Understanding JSON → GraphQL
Two layers: type, and what to do with it.
Why a GraphQL schema isn't just a type definition — it's the type plus the operations that produce and consume it — and what a JSON sample can fairly infer.
SDL — the schema definition language.
GraphQL's schema is written in SDL — a small typed language with type, input, enum, interface,union, and a top-level Query, Mutation and Subscription entry-points. From a JSON sample, the inferrer can emit the output type; the operations on it are something the developer has to fill in.
Required vs nullable.
GraphQL defaults to nullable; a non-null field needs an explicit ! marker. id: ID! is required; name: String is nullable. This is the opposite of TypeScript, where required is the default. Inferrers either mark every field non-null (safe for inputs, error-prone for outputs — a single missing field tears down the response) or non-null on present fields with nullable for everything observed missing.
A worked schema.
From { "id": 7, "email": "a@b.com", "name": "Q" }: type User {
id: ID!
email: String!
name: String!
}
input UserCreateInput {
email: String!
name: String!
}
type Query {
user(id: ID!): User
users: [User!]!
}
type Mutation {
createUser(data: UserCreateInput!): User!
} The output type, the input type for creation, and the stock CRUD operations. The resolvers come next.
Output type + input type
type User vs input UserCreateInput
GraphQL distinguishes inputs from outputs syntactically.
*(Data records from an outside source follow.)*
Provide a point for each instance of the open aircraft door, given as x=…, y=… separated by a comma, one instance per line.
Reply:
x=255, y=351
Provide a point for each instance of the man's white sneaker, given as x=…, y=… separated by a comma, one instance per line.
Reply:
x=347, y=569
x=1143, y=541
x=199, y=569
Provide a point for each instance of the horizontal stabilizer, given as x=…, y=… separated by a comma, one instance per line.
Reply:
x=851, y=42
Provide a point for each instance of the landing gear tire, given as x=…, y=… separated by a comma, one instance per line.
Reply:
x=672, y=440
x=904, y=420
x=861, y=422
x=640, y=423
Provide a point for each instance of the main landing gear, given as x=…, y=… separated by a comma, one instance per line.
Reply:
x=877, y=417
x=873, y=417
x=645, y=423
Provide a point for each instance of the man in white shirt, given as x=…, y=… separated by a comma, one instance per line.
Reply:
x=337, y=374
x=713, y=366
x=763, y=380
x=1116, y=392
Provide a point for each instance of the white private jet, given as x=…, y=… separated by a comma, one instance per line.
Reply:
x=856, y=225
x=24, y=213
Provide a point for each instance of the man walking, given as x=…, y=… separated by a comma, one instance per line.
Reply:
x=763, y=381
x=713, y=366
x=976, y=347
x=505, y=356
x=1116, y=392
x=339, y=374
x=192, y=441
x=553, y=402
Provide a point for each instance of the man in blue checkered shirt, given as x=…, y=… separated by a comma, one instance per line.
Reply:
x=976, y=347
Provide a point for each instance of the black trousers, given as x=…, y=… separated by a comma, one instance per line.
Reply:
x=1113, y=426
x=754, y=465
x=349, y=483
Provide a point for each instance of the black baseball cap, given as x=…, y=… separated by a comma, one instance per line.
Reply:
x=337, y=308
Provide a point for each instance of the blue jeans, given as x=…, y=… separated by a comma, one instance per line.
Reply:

User type → UserCreateInput strips server-set fields
= Read shape + write shape
Resolvers carry the behaviour.
The schema is half the picture; resolvers are the other half. A resolver is a function on each field that produces the value: for scalar fields it's usually identity (return the parent's matching property); for relations it might run a database query. Codegen tools emit resolver stubs alongside the schema; bodies are the developer's job.
The N+1 trap and DataLoader.
A naive nested-relation resolver makes one database query per parent, then one query per child — for 100 parents with 10 children each, that's 1001 queries. The fix is DataLoader: a per-request batching cache that collects requests for the same field and runs them as one query. Every serious GraphQL server uses it; codegen tools that don't emit DataLoader-aware resolvers produce code that doesn't scale.
Federation, the next layer up.
Once you have more than one service, you either compose schemas at the gateway (schema stitching) or use Apollo Federation — each service owns its part of the graph, the gateway combines them. Codegen tools generally don't infer federation; start with a single schema, split it later when the graph reaches the size that warrants the complexity.
GraphQL's price.
The wins are real: clients ask for exactly the fields they need, schema-first development gives you typed end-to-end communication, the schema is self- documenting. The costs are also real: more server-side complexity than REST, harder caching (every query is unique), N+1 risk, larger client bundles, query analysis required to avoid abusive deeply-nested requests. GraphQL is the right tool when field-selection flexibility is worth the operational overhead; otherwise REST or tRPC is simpler.